The Ten Year Nap by Meg Wolitzer
Penguin Group 2009
The Ten Year Nap is a compassionate, realistic look at the joys and pains of motherhood. Many books about mothers come off as trite and repetitive. Wolitzer portrays the difficulties of balancing raising children, pursuing a career and maintaining some semblance of self. But she shows the joys that occur as well, sometimes in the same moments.
This novel follows four women, good friends who are at different places in life. Amy is the mother of Mason, who is now in elementary school. Amy wonders what her purpose is now that her child is gone for most of the day. Jill and her husband Donald have adopted little Nadia. Jill is having a difficult time bonding with her child and making new friends in their new neighborhood. Roberta’s husband finds unexpected success with his career, leaving her jealous of his success and wondering what happened to the dreams she put aside for her children. Karen wonders if she gave up a passion for mathematics to please her parents, who had to work so hard to provide for their family.

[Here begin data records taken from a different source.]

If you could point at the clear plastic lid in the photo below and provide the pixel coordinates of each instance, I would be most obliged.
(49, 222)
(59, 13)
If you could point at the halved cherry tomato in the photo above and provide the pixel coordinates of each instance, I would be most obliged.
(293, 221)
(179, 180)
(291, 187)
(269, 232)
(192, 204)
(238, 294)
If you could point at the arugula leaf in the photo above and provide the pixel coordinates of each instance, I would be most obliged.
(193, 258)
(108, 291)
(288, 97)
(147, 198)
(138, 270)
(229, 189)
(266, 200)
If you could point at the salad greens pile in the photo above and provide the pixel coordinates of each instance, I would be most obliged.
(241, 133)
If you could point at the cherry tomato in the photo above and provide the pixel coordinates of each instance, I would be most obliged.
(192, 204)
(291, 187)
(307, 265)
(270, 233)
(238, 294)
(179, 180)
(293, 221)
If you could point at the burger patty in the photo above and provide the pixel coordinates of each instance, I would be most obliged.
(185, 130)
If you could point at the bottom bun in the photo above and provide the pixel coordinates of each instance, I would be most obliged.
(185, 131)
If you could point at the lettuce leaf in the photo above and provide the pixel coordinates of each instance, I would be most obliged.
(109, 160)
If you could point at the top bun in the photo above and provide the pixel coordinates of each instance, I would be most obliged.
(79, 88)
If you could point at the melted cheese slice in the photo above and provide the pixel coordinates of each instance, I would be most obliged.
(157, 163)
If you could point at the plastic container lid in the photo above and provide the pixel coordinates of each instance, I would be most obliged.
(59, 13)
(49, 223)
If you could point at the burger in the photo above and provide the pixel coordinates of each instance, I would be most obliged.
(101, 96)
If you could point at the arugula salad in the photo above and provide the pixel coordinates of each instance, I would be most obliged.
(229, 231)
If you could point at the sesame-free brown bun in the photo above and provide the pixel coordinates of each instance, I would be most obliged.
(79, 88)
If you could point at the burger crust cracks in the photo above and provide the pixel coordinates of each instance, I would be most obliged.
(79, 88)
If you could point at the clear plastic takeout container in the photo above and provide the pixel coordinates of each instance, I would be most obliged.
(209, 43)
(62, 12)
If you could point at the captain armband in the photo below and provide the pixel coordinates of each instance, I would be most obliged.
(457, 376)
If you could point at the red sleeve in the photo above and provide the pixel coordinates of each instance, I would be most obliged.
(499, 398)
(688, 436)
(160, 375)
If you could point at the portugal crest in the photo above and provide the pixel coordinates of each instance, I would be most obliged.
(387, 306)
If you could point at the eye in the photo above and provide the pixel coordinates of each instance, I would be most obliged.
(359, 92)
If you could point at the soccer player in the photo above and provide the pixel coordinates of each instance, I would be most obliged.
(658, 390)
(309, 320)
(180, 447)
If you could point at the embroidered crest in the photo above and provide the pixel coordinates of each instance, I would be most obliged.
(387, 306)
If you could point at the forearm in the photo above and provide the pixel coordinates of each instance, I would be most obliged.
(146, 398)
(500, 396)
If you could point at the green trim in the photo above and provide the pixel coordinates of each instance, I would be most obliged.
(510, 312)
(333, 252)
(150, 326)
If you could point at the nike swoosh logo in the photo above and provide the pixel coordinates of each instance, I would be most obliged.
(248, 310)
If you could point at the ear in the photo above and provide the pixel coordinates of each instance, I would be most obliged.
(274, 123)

Wolitzer focuses a large portion of the novel on each of these women, but she supplements it with quick looks into the lives of women of earlier generations, including the mothers of the four main characters, Margaret Thatcher and her assistant, and even Nadia Comaneci. It often seems gratuitous when authors include so many characters, but in the case of The Ten Year Nap, it perfectly illustrates what former generations of mothers did for their children and the things that remain the same despite their efforts. This book doesn’t forget the fathers either. While this book is heavily about motherhood, we do get a brief glimpse of a father who wishes he could stay home with his children, but feels it is not an option available to him.
By employing a large cast of characters, Wolitzer doesn’t come across as judgmental about any of their parenting styles or decisions. This novel could be read by any mother at many different points in their lives, because in each reading they would find moments that are relatable. I read this book in one day and found myself laughing and relating to the characters.
“There was always so much to do. There were lists and plans and schedules that were essential to a well-run household and that were still laughably, almost hysterically, tedious. You, the brainy, restless female, were the one who had to keep your family life rolling forward like a tank. You, of all people, were in charge of snacks.”
"You stayed around your children as long as you could, inhaling the ambient gold shavings of their childhood, and at the last minute you tried to see them off into life and hoped that the little piece of time you’d given them was enough to prevent them from one day feeling lonely and afraid and hopeless. You wouldn't know the outcome for a long time."